Jeff Zeleny of the New York Times:
Bayh, Kaine and Dodd Are Out; Obama’s Announcement on Saturday: As Mr. Obama sought to capitalize on the anticipation building around the disclosure of his new political partner, his campaign was reveling in the collection of tens of thousands of cellphone numbers, with people rushing to sign up to be notified of the announcement through a text message...
In email, Mark Nickolas of http://www.politicalbase.com points out that the campaign claims three million people have signed up to receive the text message.
And Mark Ambinder of The Atlantic Monthly:
Marc Ambinder: Says an Obama aide: "It's [McCain's] Bush grocery scanner moment - but far worse."... [T]he word "John McCain" means a lot of different things, but rich isn't one of them.... If McCain's gaffe had been somehow age-related, then they'd have an easier time...
John McCain and his wife spend more money--$270,000--on servants in a year than the average American's house is worth. There may be 4,000 households in America today richer than John and Cindy McCain. There may not.
To say "'John McCain' means a lot of different things, but rich isn't one of them" shows an extraordinary degree of ignorance about America, and about John McCain.
And Ron Fournier of AP:
Analysis: Biden pick shows lack of confidence: In picking Sen. Joe Biden to be his running mate, Barack Obama sought to shore up his weakness — inexperience in office and on foreign policy — rather than underscore his strength as a new-generation candidate defying political conventions.... The picks say something profound about Obama: For all his self-confidence, the 47-year-old Illinois senator worried that he couldn't beat Republican John McCain without help from a seasoned politician willing to attack...
To whom Lindsay Beyerstein has the only possible response:
Because nothing says confidence like picking a VP who adds nothing to your ticket. A photosynthesizing running mate would have been a decisive break from the status quo, not to mention a source of fresh air. By picking a ficus tree, Obama would have signaled his readiness to win the entire election by himself.
Of course, such a bold selection by Obama would have telegraphed arrogance to many observers, especially Ron Fournier.
In that last, Lindsay is referring to:
Kevin DrumSteve Benen: In March, for example, Fournier wrote an item -- whether it was a news article or an opinion piece was unclear -- that said Barack Obama is "bordering on arrogance," "a bit too cocky," and that the senator and his wife "ooze a sense of entitlement." To substantiate the criticism, Fournier pointed to ... not a whole lot. It was basically the Republicans' "uppity" talking point in the form of an AP article...
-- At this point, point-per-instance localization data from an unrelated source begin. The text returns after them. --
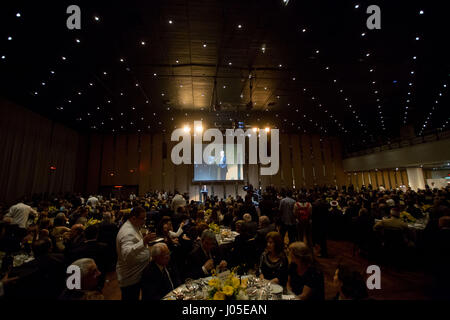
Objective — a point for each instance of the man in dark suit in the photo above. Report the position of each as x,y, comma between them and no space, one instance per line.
41,278
264,228
205,257
93,249
249,227
158,279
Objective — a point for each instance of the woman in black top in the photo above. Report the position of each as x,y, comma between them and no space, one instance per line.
305,280
273,263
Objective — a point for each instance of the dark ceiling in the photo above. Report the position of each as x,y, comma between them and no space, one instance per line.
150,66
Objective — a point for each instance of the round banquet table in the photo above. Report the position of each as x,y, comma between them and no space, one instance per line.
257,289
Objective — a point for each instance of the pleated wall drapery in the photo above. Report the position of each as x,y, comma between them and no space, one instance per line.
29,145
144,161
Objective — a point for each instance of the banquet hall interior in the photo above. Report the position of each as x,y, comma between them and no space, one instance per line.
224,150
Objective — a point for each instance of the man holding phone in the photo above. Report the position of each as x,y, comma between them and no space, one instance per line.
133,254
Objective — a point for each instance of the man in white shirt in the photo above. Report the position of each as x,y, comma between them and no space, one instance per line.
178,201
92,202
133,254
19,214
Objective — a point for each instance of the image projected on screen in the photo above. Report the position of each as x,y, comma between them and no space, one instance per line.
221,171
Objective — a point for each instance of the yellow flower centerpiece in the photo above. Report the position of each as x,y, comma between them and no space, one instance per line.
228,288
407,217
214,227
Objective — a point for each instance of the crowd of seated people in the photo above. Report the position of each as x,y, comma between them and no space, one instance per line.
157,241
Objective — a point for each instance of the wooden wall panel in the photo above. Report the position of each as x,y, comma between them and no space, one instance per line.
253,175
359,180
120,161
156,168
230,189
373,177
405,178
386,179
94,163
328,161
296,161
133,159
392,175
144,164
307,160
169,168
318,163
366,178
285,159
337,161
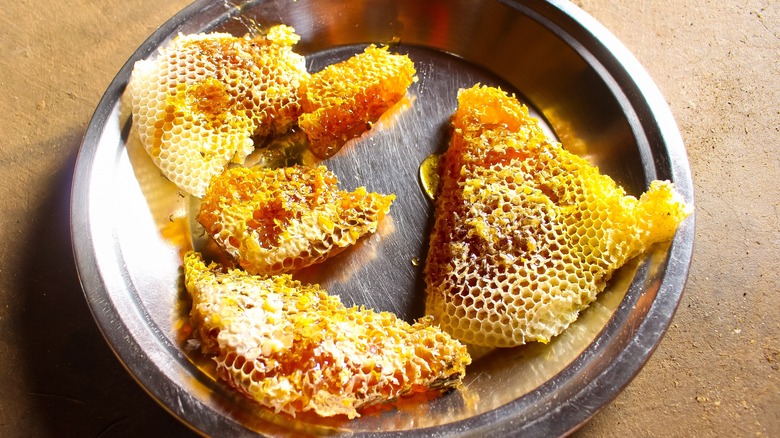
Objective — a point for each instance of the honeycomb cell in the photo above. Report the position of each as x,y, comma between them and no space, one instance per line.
293,348
280,220
341,101
199,102
541,226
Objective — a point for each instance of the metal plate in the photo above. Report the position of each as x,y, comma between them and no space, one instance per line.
130,225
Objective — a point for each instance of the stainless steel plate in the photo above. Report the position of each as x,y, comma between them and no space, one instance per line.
130,225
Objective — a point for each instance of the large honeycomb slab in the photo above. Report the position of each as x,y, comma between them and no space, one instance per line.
294,348
341,101
527,234
199,102
280,220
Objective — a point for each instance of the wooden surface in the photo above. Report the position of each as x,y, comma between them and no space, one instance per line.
716,373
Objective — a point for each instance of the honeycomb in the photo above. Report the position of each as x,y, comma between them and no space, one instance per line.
198,104
294,348
279,220
341,101
527,234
Meanwhile, Ruth Marcus of the Washington Post says that John McCain pays no attention to what his chief advisors tell him--and that that is a good thing:
From Matthew UYglesias:
Matthew Yglesias: Jim Lehrer and Ruth Marcus talk about John McCain’s lobbying ties to the Georgian government:
JIM LEHRER: Yes. What about the McCain lobbyist who lobbied for Georgia and is now McCain’s number-one foreign affairs adviser? Is that going to come up to bite McCain more, do you think?
RUTH MARCUS: So the Obama campaign hopes. I look at this on two different levels. On the substantive level, anybody who knows Senator McCain knows that he would have the same views on Georgia no matter what lobbyist came to talk to him. He feels this one in his bones. And he wasn’t going to — this is not a shift in position because some lobbyist came and whispered in his ear.
Matt is dumbstruck by:
[T]he extraordinary... benefit of the doubt that John McCain... get[s] from the press.... Normally reporters are ruthless about the motives behind politicians’ decisions, but everything McCain does is above question.... [I]t’s possible that America’s interests vis-à-vis Russia are identical to Georgia’s interests, but that doesn’t seem very likely to me....
El Cid Says: August 18th, 2008 at 6:01 pm.... I am surprised she didn’t go on to mention that those were awesome, America-serving bones, the kind of bones that not just any politician would have, not the kind of ordinary politician to get involved in some cheap banking scandal in the 1980s, but a towering, magical figure, a Leader whose bones cry out to us of honor, truth, and Maverickness.
Nell Says: August 18th, 2008 at 6:01 pm: “Whispered in his ear”? How about: was employed as his major foreign policy advisor?
Why oh why can't we have a better press corps?
Don't trust them. Don't patronize their advertisers. Don't believe them. Listen, instead, to people with substantive expertise and knowledge trying to convey that knowledge rather than the ignorant trying to score points with their owners, editors, and sources.